È su questa frase, come molti ricorderanno, che il filosofo marxista (ma come si può definire “marxista” chi fu in realtà un teosofo?) imbastisce la sua proposta di “ateismo nel cristianesimo”. Alla religione del Padre-Padrone YHWH, del Desposta Metafisico, del Demiurgo malvagio, l’ebreo Bloch oppone la religione del Figlio-Ribelle, dell’Uomo Primordiale, del Gesù Messia nonostante la croce (non Deus homo factus est, ma Homo deus factus sit!).

La cosa, da un punto di vista squisitamente teologico, si presenta come una formidabile bestemmia. Temo che Gesù l’avrebbe interpretata addirittura come un “peccato contro lo Spirito”, cioè come un mancato riconoscimento dell’agire di Dio, e del senso dell’agire di Dio: come una deliberata alterazione della “realtà”.

Se l’accettazione della sofferenza da parte del “figlio” viene messa in rapporto con la presunta volontà sanguinaria del “padre”, è proprio il senso dell’invocazione abbà che sfugge immediatamente. Perché è vero che il Padre “vuole” che il Figlio muoia, ma questa volontà non è una volontà di morte: è l’accettazione di un rifiuto, di una tremenda libertà di rifiuto. La dottrina dell’“agnello sacrificato”, che Bloch disdegna con forza, non è il risultato di una logica violenta o puramente passiva, ma il suo definitivo rovesciamento: dove la possibilità dell’amore per il nemico (fino alla morte) fa saltare la misura che lo rende nemico.

Non è un caso, allora, che l’invocazione abbà, oltre che sulle labbra di Gesù, ricompaia in un contesto che grazie a Paolo possiamo intuire come pasquale e battesimale, cioè di trionfo paradossale della vita sulla morte:

«Poiché siete figli, Dio ha inviato lo spirito del suo figlio nei nostri cuori, il quale grida: Abbà, Padre!» (Gal 4,6).

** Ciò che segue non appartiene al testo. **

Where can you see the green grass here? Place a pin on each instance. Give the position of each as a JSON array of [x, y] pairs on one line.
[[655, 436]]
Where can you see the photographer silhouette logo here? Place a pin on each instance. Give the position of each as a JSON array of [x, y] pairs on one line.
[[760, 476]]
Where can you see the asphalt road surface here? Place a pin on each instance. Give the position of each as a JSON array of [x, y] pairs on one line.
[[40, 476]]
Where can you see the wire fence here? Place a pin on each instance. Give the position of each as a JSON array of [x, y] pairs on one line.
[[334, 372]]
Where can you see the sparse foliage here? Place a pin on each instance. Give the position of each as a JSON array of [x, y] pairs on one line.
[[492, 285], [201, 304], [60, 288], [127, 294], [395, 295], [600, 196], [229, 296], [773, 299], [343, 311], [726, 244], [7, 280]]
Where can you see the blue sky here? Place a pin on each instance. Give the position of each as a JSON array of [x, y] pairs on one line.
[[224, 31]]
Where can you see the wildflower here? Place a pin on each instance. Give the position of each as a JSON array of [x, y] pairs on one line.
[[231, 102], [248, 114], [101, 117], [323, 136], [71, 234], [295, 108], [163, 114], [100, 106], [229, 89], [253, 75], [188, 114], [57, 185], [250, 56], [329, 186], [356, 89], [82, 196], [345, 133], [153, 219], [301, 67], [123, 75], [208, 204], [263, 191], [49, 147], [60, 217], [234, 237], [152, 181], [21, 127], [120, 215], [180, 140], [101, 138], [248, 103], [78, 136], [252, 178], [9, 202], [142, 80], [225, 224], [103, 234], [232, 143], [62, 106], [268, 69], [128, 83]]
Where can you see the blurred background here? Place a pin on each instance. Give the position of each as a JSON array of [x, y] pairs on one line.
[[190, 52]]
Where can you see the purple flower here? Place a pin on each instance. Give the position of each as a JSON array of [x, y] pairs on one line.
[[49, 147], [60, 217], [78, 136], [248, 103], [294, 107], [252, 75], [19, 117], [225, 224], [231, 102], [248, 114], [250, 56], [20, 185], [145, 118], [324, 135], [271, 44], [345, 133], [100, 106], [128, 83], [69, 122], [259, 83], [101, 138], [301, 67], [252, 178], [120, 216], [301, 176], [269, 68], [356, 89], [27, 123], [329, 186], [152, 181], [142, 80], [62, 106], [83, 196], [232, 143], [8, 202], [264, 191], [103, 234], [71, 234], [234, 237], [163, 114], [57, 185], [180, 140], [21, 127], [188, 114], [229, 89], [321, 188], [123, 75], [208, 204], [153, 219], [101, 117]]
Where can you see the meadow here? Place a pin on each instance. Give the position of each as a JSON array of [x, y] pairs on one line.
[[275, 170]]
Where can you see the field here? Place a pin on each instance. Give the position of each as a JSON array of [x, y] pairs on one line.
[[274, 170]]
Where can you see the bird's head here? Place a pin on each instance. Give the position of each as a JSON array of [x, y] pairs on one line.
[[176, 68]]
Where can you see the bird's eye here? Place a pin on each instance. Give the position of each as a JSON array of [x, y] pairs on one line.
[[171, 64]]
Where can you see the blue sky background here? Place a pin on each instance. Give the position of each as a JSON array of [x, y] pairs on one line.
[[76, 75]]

«Infatti non avete ricevuto uno spirito di schiavitù, per ricadere nel timore (della morte), ma uno spirito che vi rende figli, col quale gridiamo: Abba, Padre!» (Rm 8,15).

Nel primo di questi passaggi, in maniera piuttosto insolita, Paolo si riferisce all’invio, da parte del Padre, di uno “spirito del figlio”: e questo è realmente un accostamento inedito, per il giudaismo dell’epoca. Ma che cosa lo rende possibile, se non l’ancoraggio all’esperienza concreta, e forse pure alla predicazione, dello stesso Gesù?

Ancor più singolare, a ben vedere, è infatti la nota per cui i credenti, tramite questo spirito presente nei loro cuori, possono “gridare” l’appellativo “padre”, rivolgendosi a Dio.

L’uso del verbo “gridare” sembra rimandare a un contesto liturgico, nel quale i credenti rievocavano alcuni episodi della vita di Gesù, molto probabilmente della sua passione. E il rito del battesimo, con il suo carattere di “immersione” nella morte (e nella risurrezione) di Gesù, è sicuramente il contesto più adeguato per immaginare una rievocazione di questo tipo.

Come ha scritto James D.G. Dunn, «fu proprio la prassi di Gesù che impresse al termine aramaico abbà il sigillo di una forma di orazione quasi sacra, e fu probabilmente il ricordo di Gesù, che in questa maniera santificava l’invocazione, a preservare il termine aramaico nell’uso delle chiese di lingua greca» (La teologia dell’apostolo Paolo, trad. it. Paideia, Brescia, 1999, p. 207).

È davvero difficile, su queste basi, pensare che Gesù intendesse riferirsi a un “Padre-Padrone”, chiamandolo col termine abbà.